I took the pan out of the oven and extinguished the fire ... checked the cake with a broom straw ... it said it was done and the top 2/3 was ... nothing stuck in the pan but but the bottom third was wet (not fully cooked)!
The cooked part tasted great!
I cleaned up the mess and just finished trying to complete the cooking process ... not good ... the top is now too dry ... but it wooda, cudda, shudda been really good, methinks!
New Warning Label ... Do not fill the pans more than two/thirds full!
My kitchen is s disaster zone. It's my own fault, I encouraged M. Bobby to use my hand-held mixer rather than to try and mix that heavy cake batter by hand. I surmise that I needed to warn him to be sure that the mixer blades were still before they were lifted out of the batter. There appears to be little blobs of batter everywhere in the kitchen.
ReplyDeleteCarol ... you should video tape Mister Bob and place the results here with the accompanying recipes ...

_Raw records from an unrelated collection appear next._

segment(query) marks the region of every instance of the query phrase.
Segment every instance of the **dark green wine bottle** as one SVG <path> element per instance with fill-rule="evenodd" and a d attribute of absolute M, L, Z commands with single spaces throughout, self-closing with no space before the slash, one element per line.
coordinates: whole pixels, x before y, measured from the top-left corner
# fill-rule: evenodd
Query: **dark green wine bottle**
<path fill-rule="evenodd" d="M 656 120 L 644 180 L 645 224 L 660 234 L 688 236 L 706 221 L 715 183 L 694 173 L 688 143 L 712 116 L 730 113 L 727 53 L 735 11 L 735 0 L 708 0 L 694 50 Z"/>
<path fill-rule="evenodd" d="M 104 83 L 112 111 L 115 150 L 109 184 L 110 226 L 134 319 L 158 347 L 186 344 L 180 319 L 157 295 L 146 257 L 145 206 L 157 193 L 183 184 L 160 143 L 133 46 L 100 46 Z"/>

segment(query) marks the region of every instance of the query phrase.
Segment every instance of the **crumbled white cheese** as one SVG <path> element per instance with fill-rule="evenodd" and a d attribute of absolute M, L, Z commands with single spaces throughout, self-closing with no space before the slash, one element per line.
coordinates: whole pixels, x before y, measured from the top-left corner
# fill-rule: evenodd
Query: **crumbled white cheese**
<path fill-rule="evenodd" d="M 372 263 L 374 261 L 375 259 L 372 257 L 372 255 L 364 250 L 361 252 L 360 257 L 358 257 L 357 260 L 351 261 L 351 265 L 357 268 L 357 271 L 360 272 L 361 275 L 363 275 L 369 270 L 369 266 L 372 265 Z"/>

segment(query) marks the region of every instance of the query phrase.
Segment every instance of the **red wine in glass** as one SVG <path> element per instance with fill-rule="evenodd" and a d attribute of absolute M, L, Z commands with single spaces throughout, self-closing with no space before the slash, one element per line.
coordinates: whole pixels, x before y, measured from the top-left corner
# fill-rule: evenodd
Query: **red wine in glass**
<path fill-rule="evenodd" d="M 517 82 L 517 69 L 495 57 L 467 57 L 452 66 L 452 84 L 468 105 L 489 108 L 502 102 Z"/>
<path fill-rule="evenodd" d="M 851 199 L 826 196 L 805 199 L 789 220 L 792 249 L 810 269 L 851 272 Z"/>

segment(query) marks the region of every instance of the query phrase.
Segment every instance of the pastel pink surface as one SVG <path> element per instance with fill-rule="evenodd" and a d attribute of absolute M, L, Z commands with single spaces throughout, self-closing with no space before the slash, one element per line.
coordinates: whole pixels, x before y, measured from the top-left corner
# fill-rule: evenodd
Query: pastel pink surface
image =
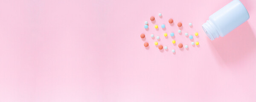
<path fill-rule="evenodd" d="M 201 28 L 231 1 L 3 0 L 0 102 L 255 102 L 256 1 L 241 0 L 250 19 L 224 37 Z"/>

ReplyDeleteMister Donkey, this is a family barbershop ... that's all I have to say about that!
ReplyDeleteI admit that I made some rookie mistakes yesterday ... but, Miss Carol said I had enough room in that pan!

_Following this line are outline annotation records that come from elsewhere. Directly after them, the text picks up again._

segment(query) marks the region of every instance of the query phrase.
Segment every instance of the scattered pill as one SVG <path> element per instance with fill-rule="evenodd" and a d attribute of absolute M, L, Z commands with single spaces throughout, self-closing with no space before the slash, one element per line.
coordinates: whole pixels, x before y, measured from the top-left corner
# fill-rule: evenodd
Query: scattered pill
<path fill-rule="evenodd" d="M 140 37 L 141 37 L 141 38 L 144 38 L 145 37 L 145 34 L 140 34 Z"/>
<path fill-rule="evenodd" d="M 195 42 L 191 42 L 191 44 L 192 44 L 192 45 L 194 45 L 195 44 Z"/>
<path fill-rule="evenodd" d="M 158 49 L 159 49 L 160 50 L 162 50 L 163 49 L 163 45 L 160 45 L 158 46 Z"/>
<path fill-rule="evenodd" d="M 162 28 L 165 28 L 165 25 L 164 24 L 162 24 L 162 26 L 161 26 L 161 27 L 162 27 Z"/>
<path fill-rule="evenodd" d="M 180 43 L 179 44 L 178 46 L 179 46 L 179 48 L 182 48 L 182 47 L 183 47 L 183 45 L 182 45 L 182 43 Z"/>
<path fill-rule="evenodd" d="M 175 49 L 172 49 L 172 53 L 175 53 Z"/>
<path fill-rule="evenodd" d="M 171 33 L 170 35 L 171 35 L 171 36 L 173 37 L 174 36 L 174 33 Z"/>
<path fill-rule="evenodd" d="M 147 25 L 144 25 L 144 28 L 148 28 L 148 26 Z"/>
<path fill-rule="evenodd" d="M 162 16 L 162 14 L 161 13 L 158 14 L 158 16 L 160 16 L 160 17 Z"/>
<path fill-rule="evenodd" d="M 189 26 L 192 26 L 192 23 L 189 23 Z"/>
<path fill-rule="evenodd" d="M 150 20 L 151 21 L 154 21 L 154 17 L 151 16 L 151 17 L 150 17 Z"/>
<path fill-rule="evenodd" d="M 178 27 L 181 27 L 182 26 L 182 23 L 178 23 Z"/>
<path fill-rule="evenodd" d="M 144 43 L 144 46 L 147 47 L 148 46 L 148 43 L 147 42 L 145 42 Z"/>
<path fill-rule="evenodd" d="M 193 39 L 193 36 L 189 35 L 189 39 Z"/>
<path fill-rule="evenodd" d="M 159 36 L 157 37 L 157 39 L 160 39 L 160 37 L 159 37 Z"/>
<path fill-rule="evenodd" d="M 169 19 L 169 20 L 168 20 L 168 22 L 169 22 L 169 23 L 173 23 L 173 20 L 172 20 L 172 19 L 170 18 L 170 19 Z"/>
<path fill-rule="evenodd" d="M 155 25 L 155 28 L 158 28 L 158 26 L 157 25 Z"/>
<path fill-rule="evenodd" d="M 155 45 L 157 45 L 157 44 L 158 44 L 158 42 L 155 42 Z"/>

The mixer is a problem ... not because of the mess which wasn't much of a mess at all ... but because it creates a different texture and taste than when you earn it ... the desired objective of the original, simple recipe.
These modern conveniences is nice but you'll get something more like a cheese cake than an old fashioned pound cake if you ain't careful.
The problem with rookie mistakes is that them what make them, frequently make more than one ... as do some of us from being lazy, even when we know better.
Well, I was headed too Kroger to buy some butter and some eggs ... when the danged fire alarm went off!!
it was a false alarm that cost me an hour ... and I decided against Kroger, having sufficient eggs and butter for the job at hand ... and late this afternoon, two loaves of "pound cake" were ready to be had!
Half of one has been eaten ... so it tain't all that bad, but three tips ...
One, if you must use a mixer, it's probably best to use the lowest available setting ...
Two, where it says "large eggs" ... it means "large eggs" as in 2.0 ounce eggs ... not "really big eggs" as in 2.5 ounce eggs, aka "Jumbo" eggs!
I knew better ... but, knowin' is but half the battle! In the full 8 egg version, that's two extra large eggs ... not a very good idea, unless of course, your cake is a substitute for breakfast and you want it to taste like eggs!
Third ... don't trust broomstraw with the deed to the ranch ... it may just come back clean before it's really, really, really ready!
Still, it wasn't too bad ... super good, but for those dumb rookie mistakes!